Рики отказалась отвечать и готова была вскочить и выбежать из комнаты.
— Иногда душе полезно исповедаться. Я не постесняюсь сказать вам, — говорил Джон, помешивая свои кофе и вглядываясь в глубины чашки, — что в шестнадцать у нас был один бегун в школе… Боже, все умел делать — прыгать в высоту с шестом, бегать на сто ярдов, кросс, что угодно. Прекрасный мальчишка. Как я мог удержаться, чтобы не подумать, что лучше его на свете и быть не может? Джейк, теперь твоя очередь, разве то же самое не случалось с тобой?
— Не со мной, — сказал Джейк, — но с друзьями — да. Лыжный инструктор повел моего приятеля кататься, и, если бы он сказал ему «поженимся», тот согласился бы. Может, не навсегда, но… наверняка.
— Вот видишь? — кивнул Джон, переводя взгляд с Джейка и Рики на меня. — Все вполне в норме. Теперь твоя очередь, малыш.
— Моя очередь?
— А что такого? — Он выглядел немного удивленным. — Признайся. Если Джейк мужественно поделился с нами лыжным инструктором своего друга…
— Да, в самом деле, — сказал Джейк.
— А я великодушно рассказал про всеамериканского бегуна, поглощателя бифштексов, этого сукина сына, то, — он затянулся сигарой, — пора, — отпил кофе, — и тебе…
Я сделал глубокий вдох и выдох.
— Мне не в чем сознаваться.
— Нет, так не пойдет! — сказал Джон.
— Нет же, — сказал я, — я бы рассказал, но ни в пятнадцать, ни в шестнадцать, ни в семнадцать со мной ничего подобного не приключалось. С восемнадцати и после — ничего. В девятнадцать? Двадцать? Ноль. С двадцати одного до двадцати шести — только мои сочинения. Несколько девушек, но больше как приятельницы. Pэй Харрихаузен все свое либидо вкладывал в динозавров, а я свое либидо — в ракеты, Марс, пришельцев и одну-двух несчастных девушек, которые после чтения моих рассказов удрали от скуки через час…

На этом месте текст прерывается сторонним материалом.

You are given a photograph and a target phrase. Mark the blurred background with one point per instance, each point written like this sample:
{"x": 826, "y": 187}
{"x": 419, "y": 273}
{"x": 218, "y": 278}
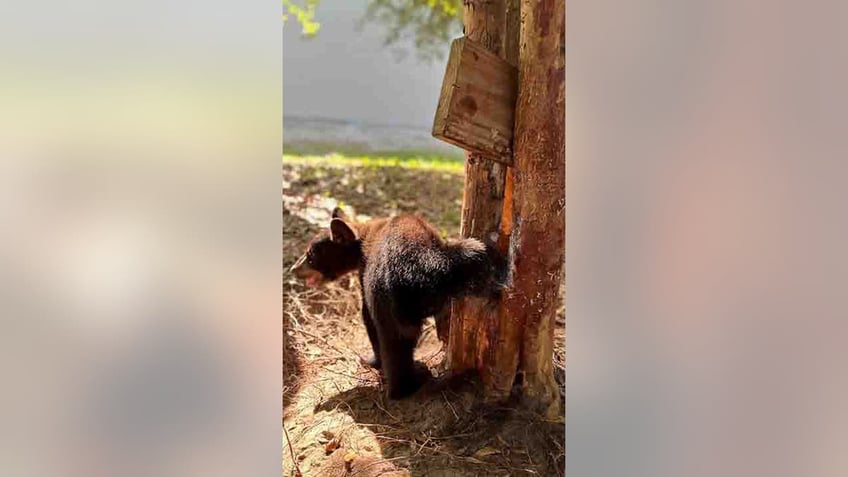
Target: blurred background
{"x": 364, "y": 76}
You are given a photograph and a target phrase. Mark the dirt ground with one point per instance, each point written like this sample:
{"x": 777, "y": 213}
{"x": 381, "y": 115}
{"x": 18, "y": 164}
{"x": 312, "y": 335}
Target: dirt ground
{"x": 336, "y": 419}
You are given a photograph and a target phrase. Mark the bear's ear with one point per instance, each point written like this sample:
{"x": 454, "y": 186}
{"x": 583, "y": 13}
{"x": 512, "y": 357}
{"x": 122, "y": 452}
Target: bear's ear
{"x": 341, "y": 232}
{"x": 338, "y": 213}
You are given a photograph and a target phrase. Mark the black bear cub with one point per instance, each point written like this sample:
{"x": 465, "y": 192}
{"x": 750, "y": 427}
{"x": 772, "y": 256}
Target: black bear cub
{"x": 407, "y": 273}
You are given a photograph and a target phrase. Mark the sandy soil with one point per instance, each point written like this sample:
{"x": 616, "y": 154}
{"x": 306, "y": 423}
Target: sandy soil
{"x": 336, "y": 418}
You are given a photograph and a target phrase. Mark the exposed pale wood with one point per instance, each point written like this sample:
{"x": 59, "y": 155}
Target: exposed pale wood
{"x": 538, "y": 235}
{"x": 521, "y": 208}
{"x": 472, "y": 320}
{"x": 476, "y": 108}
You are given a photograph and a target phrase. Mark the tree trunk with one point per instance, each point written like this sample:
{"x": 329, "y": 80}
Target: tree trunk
{"x": 482, "y": 201}
{"x": 522, "y": 208}
{"x": 538, "y": 236}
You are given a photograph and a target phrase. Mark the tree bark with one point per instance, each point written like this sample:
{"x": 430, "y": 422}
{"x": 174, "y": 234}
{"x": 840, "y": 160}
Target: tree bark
{"x": 538, "y": 236}
{"x": 521, "y": 208}
{"x": 482, "y": 203}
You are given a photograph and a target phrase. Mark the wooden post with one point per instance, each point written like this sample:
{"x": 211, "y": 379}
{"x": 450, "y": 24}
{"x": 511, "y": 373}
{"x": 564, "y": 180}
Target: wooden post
{"x": 472, "y": 322}
{"x": 521, "y": 208}
{"x": 538, "y": 236}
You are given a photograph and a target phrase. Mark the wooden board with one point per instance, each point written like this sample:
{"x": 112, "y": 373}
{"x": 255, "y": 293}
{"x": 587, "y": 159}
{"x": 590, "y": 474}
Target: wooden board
{"x": 476, "y": 108}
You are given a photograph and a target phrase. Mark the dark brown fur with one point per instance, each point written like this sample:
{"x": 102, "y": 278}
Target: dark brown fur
{"x": 407, "y": 273}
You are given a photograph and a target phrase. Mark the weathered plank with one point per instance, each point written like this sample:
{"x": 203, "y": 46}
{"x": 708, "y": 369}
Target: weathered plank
{"x": 476, "y": 108}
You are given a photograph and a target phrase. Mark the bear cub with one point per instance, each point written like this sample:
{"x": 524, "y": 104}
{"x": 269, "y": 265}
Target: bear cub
{"x": 406, "y": 273}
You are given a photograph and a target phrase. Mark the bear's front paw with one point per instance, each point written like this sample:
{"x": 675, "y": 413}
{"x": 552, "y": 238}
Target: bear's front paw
{"x": 372, "y": 362}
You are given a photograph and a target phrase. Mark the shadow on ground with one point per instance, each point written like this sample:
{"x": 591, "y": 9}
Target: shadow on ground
{"x": 445, "y": 430}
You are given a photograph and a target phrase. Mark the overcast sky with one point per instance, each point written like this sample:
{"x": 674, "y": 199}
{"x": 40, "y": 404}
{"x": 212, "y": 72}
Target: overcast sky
{"x": 346, "y": 74}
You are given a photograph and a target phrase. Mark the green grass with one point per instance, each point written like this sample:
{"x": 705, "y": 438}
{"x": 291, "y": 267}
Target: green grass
{"x": 408, "y": 160}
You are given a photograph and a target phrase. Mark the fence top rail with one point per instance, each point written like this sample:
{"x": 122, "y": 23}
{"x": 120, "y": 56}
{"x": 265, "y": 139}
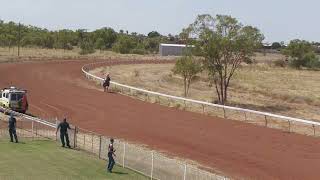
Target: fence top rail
{"x": 29, "y": 117}
{"x": 201, "y": 102}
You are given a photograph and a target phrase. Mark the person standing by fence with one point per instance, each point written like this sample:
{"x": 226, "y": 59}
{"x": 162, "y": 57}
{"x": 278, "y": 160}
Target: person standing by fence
{"x": 111, "y": 153}
{"x": 64, "y": 126}
{"x": 12, "y": 128}
{"x": 106, "y": 83}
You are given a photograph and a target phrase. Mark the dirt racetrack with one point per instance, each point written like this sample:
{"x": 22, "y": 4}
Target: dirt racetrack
{"x": 237, "y": 149}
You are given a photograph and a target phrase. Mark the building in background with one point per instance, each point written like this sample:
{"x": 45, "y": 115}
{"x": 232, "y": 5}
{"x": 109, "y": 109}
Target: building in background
{"x": 171, "y": 49}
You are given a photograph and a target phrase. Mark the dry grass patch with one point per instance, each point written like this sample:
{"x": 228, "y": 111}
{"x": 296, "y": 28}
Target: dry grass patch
{"x": 10, "y": 55}
{"x": 259, "y": 87}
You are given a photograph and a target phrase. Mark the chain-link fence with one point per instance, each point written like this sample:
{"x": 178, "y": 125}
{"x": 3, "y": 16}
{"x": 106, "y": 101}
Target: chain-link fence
{"x": 141, "y": 159}
{"x": 289, "y": 124}
{"x": 27, "y": 129}
{"x": 128, "y": 155}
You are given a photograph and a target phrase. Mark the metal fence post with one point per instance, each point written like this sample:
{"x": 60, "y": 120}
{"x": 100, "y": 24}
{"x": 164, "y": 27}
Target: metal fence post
{"x": 32, "y": 129}
{"x": 314, "y": 130}
{"x": 92, "y": 143}
{"x": 152, "y": 162}
{"x": 203, "y": 112}
{"x": 265, "y": 118}
{"x": 84, "y": 141}
{"x": 289, "y": 122}
{"x": 100, "y": 145}
{"x": 75, "y": 137}
{"x": 185, "y": 172}
{"x": 124, "y": 154}
{"x": 56, "y": 127}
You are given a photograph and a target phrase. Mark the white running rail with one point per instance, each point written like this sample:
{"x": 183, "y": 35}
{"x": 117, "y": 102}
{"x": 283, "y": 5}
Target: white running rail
{"x": 285, "y": 118}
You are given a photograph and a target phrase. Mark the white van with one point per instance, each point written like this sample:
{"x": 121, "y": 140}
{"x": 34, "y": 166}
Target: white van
{"x": 14, "y": 99}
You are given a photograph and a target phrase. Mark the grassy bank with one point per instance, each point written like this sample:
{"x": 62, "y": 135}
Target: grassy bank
{"x": 46, "y": 160}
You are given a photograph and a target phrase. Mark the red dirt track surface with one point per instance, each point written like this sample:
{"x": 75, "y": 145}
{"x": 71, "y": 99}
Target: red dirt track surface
{"x": 237, "y": 149}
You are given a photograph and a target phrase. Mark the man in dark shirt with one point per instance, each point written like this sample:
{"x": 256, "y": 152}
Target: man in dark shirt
{"x": 12, "y": 128}
{"x": 106, "y": 83}
{"x": 111, "y": 153}
{"x": 64, "y": 126}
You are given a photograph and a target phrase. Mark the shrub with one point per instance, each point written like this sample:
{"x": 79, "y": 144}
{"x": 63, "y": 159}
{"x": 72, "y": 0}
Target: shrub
{"x": 138, "y": 51}
{"x": 86, "y": 47}
{"x": 280, "y": 63}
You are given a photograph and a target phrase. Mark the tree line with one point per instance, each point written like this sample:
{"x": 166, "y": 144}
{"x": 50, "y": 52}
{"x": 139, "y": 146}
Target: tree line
{"x": 13, "y": 34}
{"x": 223, "y": 43}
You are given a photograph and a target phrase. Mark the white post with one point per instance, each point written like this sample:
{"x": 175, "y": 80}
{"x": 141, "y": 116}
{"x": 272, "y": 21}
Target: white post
{"x": 185, "y": 172}
{"x": 124, "y": 154}
{"x": 56, "y": 127}
{"x": 152, "y": 157}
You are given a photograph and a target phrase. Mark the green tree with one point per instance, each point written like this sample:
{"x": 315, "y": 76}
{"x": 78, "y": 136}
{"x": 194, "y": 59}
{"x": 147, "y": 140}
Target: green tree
{"x": 153, "y": 34}
{"x": 225, "y": 44}
{"x": 276, "y": 45}
{"x": 86, "y": 46}
{"x": 301, "y": 54}
{"x": 188, "y": 68}
{"x": 99, "y": 44}
{"x": 124, "y": 44}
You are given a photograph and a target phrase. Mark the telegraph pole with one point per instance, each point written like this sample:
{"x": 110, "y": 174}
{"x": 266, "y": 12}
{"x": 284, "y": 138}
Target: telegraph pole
{"x": 19, "y": 38}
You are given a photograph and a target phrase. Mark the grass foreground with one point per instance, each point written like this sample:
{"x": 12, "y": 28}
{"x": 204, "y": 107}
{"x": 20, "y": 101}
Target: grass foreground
{"x": 47, "y": 160}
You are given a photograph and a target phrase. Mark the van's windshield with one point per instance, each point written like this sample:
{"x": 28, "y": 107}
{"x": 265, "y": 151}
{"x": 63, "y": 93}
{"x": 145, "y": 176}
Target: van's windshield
{"x": 16, "y": 96}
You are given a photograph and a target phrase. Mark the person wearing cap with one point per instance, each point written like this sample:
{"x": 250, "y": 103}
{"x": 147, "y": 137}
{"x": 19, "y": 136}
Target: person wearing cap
{"x": 106, "y": 83}
{"x": 111, "y": 153}
{"x": 64, "y": 126}
{"x": 12, "y": 128}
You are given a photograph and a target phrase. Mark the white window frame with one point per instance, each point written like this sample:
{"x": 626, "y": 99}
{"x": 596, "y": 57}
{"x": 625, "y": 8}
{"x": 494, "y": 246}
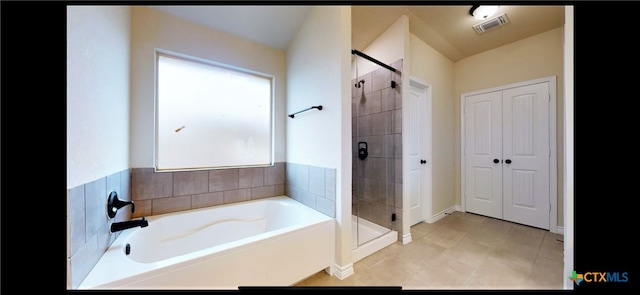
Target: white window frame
{"x": 162, "y": 52}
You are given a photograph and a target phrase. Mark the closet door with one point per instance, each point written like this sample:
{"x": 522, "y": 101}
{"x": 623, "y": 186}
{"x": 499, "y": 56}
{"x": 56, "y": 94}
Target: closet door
{"x": 483, "y": 154}
{"x": 525, "y": 153}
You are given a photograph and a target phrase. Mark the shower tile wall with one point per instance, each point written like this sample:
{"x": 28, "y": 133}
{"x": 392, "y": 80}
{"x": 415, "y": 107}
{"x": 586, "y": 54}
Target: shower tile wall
{"x": 377, "y": 120}
{"x": 164, "y": 192}
{"x": 89, "y": 235}
{"x": 313, "y": 186}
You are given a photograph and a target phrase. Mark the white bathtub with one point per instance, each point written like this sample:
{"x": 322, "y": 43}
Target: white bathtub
{"x": 275, "y": 241}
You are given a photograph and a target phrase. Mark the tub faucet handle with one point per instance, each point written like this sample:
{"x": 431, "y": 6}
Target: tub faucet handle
{"x": 113, "y": 204}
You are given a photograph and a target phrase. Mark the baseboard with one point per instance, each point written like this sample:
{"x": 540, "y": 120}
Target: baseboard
{"x": 342, "y": 272}
{"x": 443, "y": 213}
{"x": 406, "y": 239}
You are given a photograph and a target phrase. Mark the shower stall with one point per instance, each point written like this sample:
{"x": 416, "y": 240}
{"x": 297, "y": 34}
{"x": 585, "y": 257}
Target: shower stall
{"x": 376, "y": 154}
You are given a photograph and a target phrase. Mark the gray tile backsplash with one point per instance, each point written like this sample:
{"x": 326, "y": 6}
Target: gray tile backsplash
{"x": 89, "y": 234}
{"x": 313, "y": 186}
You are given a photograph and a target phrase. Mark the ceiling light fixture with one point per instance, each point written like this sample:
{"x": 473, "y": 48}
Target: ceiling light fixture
{"x": 483, "y": 11}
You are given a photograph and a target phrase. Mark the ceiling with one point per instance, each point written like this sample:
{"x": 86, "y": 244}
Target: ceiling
{"x": 448, "y": 29}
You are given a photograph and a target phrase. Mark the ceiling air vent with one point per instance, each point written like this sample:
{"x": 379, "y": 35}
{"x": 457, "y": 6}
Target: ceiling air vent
{"x": 491, "y": 23}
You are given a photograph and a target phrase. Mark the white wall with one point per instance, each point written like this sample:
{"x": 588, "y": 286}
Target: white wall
{"x": 318, "y": 73}
{"x": 153, "y": 29}
{"x": 98, "y": 42}
{"x": 568, "y": 125}
{"x": 387, "y": 48}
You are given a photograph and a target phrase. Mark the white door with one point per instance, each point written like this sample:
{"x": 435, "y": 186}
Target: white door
{"x": 507, "y": 154}
{"x": 526, "y": 155}
{"x": 483, "y": 154}
{"x": 419, "y": 133}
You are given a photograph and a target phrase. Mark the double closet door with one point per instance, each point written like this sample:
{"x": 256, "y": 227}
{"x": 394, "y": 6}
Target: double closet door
{"x": 507, "y": 154}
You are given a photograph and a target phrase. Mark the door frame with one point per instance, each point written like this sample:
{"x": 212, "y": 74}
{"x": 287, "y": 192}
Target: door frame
{"x": 553, "y": 153}
{"x": 425, "y": 149}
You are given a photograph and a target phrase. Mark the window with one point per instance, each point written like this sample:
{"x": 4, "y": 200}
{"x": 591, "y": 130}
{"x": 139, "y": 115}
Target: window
{"x": 211, "y": 115}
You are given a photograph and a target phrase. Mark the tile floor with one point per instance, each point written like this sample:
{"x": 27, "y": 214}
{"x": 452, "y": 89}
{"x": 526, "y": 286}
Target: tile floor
{"x": 461, "y": 251}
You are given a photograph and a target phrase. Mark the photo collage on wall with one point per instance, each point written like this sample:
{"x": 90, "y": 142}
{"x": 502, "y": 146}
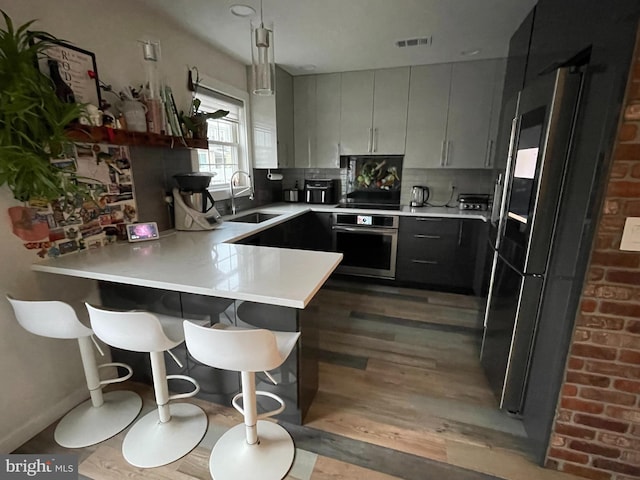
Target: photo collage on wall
{"x": 91, "y": 221}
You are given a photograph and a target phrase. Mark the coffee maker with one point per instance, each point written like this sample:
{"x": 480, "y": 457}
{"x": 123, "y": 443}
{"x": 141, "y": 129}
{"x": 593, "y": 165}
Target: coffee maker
{"x": 193, "y": 205}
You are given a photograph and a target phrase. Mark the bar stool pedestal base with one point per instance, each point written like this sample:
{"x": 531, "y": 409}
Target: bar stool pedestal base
{"x": 151, "y": 443}
{"x": 233, "y": 458}
{"x": 87, "y": 425}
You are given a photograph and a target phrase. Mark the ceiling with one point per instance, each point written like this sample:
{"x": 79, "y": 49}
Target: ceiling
{"x": 320, "y": 36}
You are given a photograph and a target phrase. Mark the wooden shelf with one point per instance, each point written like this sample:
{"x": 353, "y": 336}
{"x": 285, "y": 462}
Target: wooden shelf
{"x": 82, "y": 133}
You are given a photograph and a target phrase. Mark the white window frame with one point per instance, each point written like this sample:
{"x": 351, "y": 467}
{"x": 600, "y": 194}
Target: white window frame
{"x": 221, "y": 192}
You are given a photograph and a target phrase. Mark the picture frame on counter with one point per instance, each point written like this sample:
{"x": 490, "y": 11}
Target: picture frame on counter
{"x": 78, "y": 69}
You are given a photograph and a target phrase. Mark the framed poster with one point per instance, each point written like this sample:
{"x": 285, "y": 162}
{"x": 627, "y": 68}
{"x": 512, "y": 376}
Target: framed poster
{"x": 77, "y": 68}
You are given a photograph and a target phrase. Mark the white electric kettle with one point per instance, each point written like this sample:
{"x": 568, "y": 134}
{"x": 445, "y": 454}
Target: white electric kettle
{"x": 419, "y": 196}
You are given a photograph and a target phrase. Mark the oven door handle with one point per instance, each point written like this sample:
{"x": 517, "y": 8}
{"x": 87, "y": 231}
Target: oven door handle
{"x": 381, "y": 231}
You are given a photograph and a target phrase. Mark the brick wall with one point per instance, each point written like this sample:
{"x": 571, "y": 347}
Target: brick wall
{"x": 597, "y": 429}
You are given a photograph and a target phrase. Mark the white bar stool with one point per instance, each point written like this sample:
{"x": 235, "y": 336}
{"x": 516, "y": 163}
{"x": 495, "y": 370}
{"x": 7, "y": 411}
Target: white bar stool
{"x": 105, "y": 414}
{"x": 258, "y": 448}
{"x": 173, "y": 430}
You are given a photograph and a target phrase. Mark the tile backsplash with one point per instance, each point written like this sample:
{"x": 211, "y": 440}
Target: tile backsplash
{"x": 439, "y": 182}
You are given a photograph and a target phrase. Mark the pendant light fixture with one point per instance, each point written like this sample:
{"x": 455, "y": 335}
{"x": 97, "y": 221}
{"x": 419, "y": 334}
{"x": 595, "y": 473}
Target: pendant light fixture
{"x": 262, "y": 60}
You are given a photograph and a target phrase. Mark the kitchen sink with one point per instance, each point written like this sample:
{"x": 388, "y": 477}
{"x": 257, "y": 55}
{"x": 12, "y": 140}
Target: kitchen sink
{"x": 255, "y": 217}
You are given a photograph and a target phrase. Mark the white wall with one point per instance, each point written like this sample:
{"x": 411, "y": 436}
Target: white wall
{"x": 42, "y": 378}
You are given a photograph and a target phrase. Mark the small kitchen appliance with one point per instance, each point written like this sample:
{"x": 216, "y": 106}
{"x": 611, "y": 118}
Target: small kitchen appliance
{"x": 473, "y": 201}
{"x": 320, "y": 191}
{"x": 291, "y": 194}
{"x": 419, "y": 196}
{"x": 193, "y": 204}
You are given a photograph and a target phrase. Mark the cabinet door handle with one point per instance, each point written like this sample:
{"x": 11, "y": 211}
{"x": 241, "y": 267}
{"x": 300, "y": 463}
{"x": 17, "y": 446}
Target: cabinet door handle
{"x": 487, "y": 161}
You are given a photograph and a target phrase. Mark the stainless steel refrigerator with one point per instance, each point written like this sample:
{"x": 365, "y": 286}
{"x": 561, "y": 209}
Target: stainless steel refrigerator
{"x": 526, "y": 206}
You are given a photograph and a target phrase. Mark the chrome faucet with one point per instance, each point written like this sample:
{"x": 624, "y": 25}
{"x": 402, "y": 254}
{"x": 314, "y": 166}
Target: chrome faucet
{"x": 249, "y": 189}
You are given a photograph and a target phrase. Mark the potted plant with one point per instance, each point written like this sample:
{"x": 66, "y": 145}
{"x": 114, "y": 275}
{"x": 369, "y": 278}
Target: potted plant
{"x": 32, "y": 118}
{"x": 196, "y": 123}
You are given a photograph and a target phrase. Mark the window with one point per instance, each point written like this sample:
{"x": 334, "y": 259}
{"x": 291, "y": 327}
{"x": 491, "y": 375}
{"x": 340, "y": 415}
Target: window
{"x": 227, "y": 150}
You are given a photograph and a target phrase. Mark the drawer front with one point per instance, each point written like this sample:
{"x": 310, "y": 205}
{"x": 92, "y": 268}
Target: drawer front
{"x": 427, "y": 246}
{"x": 425, "y": 272}
{"x": 429, "y": 225}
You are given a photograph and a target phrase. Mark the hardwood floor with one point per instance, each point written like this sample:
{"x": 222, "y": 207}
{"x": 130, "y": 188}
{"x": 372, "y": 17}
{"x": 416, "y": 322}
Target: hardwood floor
{"x": 401, "y": 395}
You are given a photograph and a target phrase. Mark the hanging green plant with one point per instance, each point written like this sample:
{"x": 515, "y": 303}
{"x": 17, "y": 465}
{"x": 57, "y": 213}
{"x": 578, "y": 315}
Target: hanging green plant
{"x": 32, "y": 117}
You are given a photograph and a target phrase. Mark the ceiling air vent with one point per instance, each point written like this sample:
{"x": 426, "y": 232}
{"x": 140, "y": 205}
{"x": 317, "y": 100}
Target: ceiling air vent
{"x": 414, "y": 42}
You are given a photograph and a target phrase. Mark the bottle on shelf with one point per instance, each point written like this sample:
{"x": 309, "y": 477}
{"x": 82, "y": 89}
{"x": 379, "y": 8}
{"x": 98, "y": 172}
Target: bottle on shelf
{"x": 62, "y": 89}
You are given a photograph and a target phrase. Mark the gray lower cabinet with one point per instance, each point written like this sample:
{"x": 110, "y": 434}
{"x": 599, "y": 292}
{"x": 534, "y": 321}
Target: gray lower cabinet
{"x": 297, "y": 377}
{"x": 437, "y": 252}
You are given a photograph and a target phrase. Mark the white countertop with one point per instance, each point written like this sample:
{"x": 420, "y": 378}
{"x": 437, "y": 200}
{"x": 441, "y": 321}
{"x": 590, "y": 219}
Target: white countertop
{"x": 207, "y": 263}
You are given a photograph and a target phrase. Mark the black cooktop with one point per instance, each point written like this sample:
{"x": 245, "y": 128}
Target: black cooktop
{"x": 371, "y": 206}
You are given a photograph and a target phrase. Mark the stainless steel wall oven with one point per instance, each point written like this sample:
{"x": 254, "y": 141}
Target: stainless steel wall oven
{"x": 368, "y": 242}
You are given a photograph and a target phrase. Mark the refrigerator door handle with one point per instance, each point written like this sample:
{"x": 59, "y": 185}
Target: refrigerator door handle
{"x": 506, "y": 189}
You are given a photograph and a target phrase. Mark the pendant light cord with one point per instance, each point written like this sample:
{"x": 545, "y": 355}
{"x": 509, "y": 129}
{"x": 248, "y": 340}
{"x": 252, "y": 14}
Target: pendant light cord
{"x": 261, "y": 19}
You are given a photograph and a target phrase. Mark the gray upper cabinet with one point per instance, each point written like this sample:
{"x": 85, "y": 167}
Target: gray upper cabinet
{"x": 472, "y": 86}
{"x": 373, "y": 111}
{"x": 427, "y": 117}
{"x": 451, "y": 109}
{"x": 356, "y": 112}
{"x": 304, "y": 120}
{"x": 317, "y": 120}
{"x": 284, "y": 118}
{"x": 496, "y": 105}
{"x": 327, "y": 121}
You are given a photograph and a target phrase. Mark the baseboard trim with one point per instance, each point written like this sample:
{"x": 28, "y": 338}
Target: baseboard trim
{"x": 39, "y": 422}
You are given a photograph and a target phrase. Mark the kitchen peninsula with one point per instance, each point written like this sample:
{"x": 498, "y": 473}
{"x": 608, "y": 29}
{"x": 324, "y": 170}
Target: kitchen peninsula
{"x": 198, "y": 275}
{"x": 207, "y": 276}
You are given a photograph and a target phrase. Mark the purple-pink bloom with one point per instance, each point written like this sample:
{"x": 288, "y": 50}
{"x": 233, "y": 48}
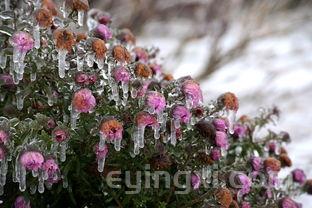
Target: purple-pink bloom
{"x": 22, "y": 41}
{"x": 121, "y": 74}
{"x": 215, "y": 154}
{"x": 239, "y": 130}
{"x": 21, "y": 202}
{"x": 192, "y": 92}
{"x": 84, "y": 101}
{"x": 195, "y": 179}
{"x": 60, "y": 135}
{"x": 104, "y": 32}
{"x": 31, "y": 160}
{"x": 298, "y": 176}
{"x": 4, "y": 136}
{"x": 256, "y": 163}
{"x": 155, "y": 101}
{"x": 245, "y": 184}
{"x": 101, "y": 153}
{"x": 220, "y": 124}
{"x": 221, "y": 139}
{"x": 289, "y": 203}
{"x": 181, "y": 113}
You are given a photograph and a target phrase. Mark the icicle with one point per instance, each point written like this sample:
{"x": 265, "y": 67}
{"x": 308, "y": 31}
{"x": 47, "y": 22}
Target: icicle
{"x": 63, "y": 148}
{"x": 231, "y": 116}
{"x": 101, "y": 163}
{"x": 156, "y": 131}
{"x": 62, "y": 62}
{"x": 117, "y": 144}
{"x": 140, "y": 132}
{"x": 80, "y": 18}
{"x": 80, "y": 61}
{"x": 90, "y": 60}
{"x": 36, "y": 34}
{"x": 173, "y": 137}
{"x": 19, "y": 100}
{"x": 22, "y": 179}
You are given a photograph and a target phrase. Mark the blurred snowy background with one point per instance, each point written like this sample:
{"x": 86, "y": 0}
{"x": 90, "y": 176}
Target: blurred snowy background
{"x": 259, "y": 49}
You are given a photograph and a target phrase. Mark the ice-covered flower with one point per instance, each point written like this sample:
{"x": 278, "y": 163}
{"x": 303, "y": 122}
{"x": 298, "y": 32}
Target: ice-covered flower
{"x": 245, "y": 183}
{"x": 84, "y": 101}
{"x": 155, "y": 102}
{"x": 221, "y": 139}
{"x": 51, "y": 167}
{"x": 22, "y": 41}
{"x": 181, "y": 113}
{"x": 195, "y": 179}
{"x": 21, "y": 202}
{"x": 287, "y": 202}
{"x": 220, "y": 124}
{"x": 104, "y": 32}
{"x": 101, "y": 153}
{"x": 192, "y": 92}
{"x": 298, "y": 176}
{"x": 121, "y": 74}
{"x": 4, "y": 136}
{"x": 60, "y": 135}
{"x": 111, "y": 129}
{"x": 239, "y": 130}
{"x": 145, "y": 119}
{"x": 31, "y": 160}
{"x": 256, "y": 163}
{"x": 215, "y": 154}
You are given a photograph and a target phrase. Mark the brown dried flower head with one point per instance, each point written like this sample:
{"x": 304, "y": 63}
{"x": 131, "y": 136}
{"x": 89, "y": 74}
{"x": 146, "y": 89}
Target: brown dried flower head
{"x": 64, "y": 39}
{"x": 142, "y": 70}
{"x": 229, "y": 101}
{"x": 49, "y": 5}
{"x": 285, "y": 160}
{"x": 120, "y": 53}
{"x": 44, "y": 18}
{"x": 160, "y": 161}
{"x": 80, "y": 36}
{"x": 272, "y": 164}
{"x": 99, "y": 48}
{"x": 79, "y": 5}
{"x": 224, "y": 197}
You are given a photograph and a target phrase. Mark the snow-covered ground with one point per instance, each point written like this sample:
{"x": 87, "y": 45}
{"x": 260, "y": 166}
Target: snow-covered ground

— Ты не хочешь сказать? — спросил Джейк.
— Ровным счетом ничего? — обвинил меня Джон.
— Хотелось бы, чтобы был какой-нибудь тренер по гимнастике, лыжный инструктор, — признал я, — хотел бы, чтобы мне повезло, как вам обоим, и меня сразила бы небольшая лихорадка. Но никаких странностей, отклонений, аномалий. Скучновато, правда?
Я посмотрел на Рики. Она сгорала от восхищения, но промолчала.
— Нет, серьезно? — сказал Джон.
— Чего уж там, — сказал Джейк. — Все мы прошли через эти грязные страстишки.
— А я — нет, — моргнул я. — Никаких мальчиков Давидов. Только Афродита и Венера Милосская. Девичьи попки, а не мальчишечьи задницы. Я понимаю, что это делает меня необычным. Я пытался. Я очень старался. Но не смог влюбиться в Хьюго Динвиди, моего школьного тренера по гигиене в Лос-Анджелесе.
— Не верю! — сказал Хьюстон.
— Я тоже, — сказал Викерс.
— Джон, теперь о тебе, — сказал я. — Я влюблен в тебя. Но это совсем другое, понимаешь?
Он отпрянул:
— Ну конечно понимаю.
— А ты, Джейк, — сказал я, — не запирай сегодня на ночь дверь. Я к тебе постучусь.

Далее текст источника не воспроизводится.